A arte é um sabor essencialmente humano.

Ano passado, li esta excepcional história da dupla Ram V e Filipe Andrade: Sabores Raros. É sobre um demônio canibal que, por meio da comida, se apaixona pela humanidade. Porque cada receita, ele aprende, carrega histórias e sabores únicos — um pedaço das pessoas que as fazem, sua essência. Nesse sentido, em cada capítulo, somos apresentados a um prato relacionado a um personagem cuja história nos é contada. Vemos um imigrante que carrega a cultura do seu país natal em sua nova realidade, uma mãe doente que realiza um banquete para seus conhecidos em seus últimos dias, enfim...

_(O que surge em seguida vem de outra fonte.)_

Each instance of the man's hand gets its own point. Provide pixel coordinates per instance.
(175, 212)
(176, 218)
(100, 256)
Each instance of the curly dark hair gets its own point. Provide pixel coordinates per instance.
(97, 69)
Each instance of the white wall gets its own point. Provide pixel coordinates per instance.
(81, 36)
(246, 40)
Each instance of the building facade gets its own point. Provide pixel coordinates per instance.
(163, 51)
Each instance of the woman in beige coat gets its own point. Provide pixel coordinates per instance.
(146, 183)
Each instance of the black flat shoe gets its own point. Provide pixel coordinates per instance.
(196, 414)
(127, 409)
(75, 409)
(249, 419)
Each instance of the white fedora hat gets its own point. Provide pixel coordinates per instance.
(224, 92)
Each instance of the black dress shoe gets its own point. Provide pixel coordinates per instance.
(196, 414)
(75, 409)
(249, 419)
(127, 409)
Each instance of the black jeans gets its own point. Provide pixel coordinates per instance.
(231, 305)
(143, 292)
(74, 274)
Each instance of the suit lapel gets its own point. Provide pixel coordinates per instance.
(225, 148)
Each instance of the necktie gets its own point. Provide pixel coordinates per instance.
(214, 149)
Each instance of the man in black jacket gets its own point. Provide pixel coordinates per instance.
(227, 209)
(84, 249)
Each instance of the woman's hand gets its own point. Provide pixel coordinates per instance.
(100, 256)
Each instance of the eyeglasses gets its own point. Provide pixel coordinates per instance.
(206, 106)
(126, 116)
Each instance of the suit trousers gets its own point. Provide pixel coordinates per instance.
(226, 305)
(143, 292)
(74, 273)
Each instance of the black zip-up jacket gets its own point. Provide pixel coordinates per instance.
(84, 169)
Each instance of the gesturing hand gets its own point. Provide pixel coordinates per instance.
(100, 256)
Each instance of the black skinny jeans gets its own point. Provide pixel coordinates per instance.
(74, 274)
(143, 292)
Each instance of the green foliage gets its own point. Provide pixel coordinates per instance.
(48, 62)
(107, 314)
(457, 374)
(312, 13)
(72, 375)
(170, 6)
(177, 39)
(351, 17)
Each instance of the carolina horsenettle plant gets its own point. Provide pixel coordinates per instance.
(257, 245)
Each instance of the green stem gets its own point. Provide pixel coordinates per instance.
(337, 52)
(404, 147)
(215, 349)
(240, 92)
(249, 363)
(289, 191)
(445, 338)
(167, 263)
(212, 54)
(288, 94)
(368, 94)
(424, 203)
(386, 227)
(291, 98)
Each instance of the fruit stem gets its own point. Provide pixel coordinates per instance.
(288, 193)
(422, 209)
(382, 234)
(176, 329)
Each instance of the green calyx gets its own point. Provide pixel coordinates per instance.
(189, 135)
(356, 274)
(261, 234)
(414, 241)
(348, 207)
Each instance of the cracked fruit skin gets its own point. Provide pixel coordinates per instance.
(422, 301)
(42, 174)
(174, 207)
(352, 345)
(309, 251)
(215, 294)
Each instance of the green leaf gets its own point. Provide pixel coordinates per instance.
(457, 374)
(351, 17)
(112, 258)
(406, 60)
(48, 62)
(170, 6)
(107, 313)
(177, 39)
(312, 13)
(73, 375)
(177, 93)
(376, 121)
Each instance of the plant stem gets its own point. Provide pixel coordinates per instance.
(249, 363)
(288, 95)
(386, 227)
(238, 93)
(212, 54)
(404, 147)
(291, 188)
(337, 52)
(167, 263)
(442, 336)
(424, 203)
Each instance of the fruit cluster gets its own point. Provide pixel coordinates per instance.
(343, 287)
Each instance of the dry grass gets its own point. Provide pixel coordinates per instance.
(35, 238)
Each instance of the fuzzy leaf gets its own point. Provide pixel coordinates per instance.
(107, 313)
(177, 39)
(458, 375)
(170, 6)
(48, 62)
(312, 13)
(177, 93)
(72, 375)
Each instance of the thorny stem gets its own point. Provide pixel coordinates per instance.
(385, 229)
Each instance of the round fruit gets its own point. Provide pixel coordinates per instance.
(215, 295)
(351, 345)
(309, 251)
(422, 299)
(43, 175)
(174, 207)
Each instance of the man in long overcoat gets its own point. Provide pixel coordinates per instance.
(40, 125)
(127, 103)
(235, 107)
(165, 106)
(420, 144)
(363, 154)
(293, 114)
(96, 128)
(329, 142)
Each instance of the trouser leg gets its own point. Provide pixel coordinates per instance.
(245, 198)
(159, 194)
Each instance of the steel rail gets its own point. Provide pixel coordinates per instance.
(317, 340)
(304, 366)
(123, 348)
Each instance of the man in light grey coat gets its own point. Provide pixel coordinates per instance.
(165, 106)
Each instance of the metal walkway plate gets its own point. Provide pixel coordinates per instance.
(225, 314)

O que o protagonista, Rubin Baksh, tenta ensinar ao seu parceiro, o jovem cineasta desiludido com a vida, Mohan, em meio a uma jornada culinária pela Índia, é que a comida não deve ser meramente consumida de forma trivial, mas sim aproveitada justamente por tudo aquilo que ela é capaz de carregar. 

Para mim, a história, na verdade, não é apenas sobre comida — ela é fundamentalmente sobre arte. Aquilo em que colocamos parte de nós e tornamos único, que possibilita nos conectarmos com outras pessoas e transmitirmos nossos sentimentos mesmo para quem nunca conhecemos pessoalmente, ou até para quem vive décadas ou séculos depois de nós. 

A primeira história que li de Ram V e Filipe Andrade, que hoje é minha história favorita, foi As Muitas Mortes de Laila Starr, publicada em 2021. Trata de uma deusa da morte que foi demitida porque um humano que iria inventar a vida eterna estava prestes a nascer. Sem propósito, a divindade é forçada a viver entre os humanos em um corpo mortal, e isso pressupõe entender o que é ser humano, ou seja, lidar com as emoções que carregamos. 

Na segunda edição, ela conhece o jovem Darius Shah (o garoto que inventaria a imortalidade) no funeral de Bardhan, um funcionário que trabalhava em sua casa. Bardhan era um homem forte e alto, de pele escura, gentil apesar das dificuldades da vida, que, na visão infantil de Darius, era quase como uma divindade. Darius não conseguia conceber a ideia de um ser tão excepcional ser capaz de deixar o nosso mundo — deuses não podem morrer, certo? 


Imediatamente, ao ler essa história, lembrei do meu avô: um homem forte e alto, de pele escura, gentil apesar das dificuldades da vida e que, para mim, era quase como uma divindade. Aos meus 14 anos, eu não consegui conceber a ideia de que alguém tão excepcional era capaz de deixar o nosso mundo. E embora eu achasse esse que esse sentimento era incompreensível, a arte me provou o contrário: fui compreendido por pessoas do outro lado do mundo, com quem nunca tive contato direto, mas que, em alguma medida, haviam sentido a mesma dor que eu e, naquele momento, estávamos conectados apesar de quaisquer barreiras geográficas ou cronológicas. 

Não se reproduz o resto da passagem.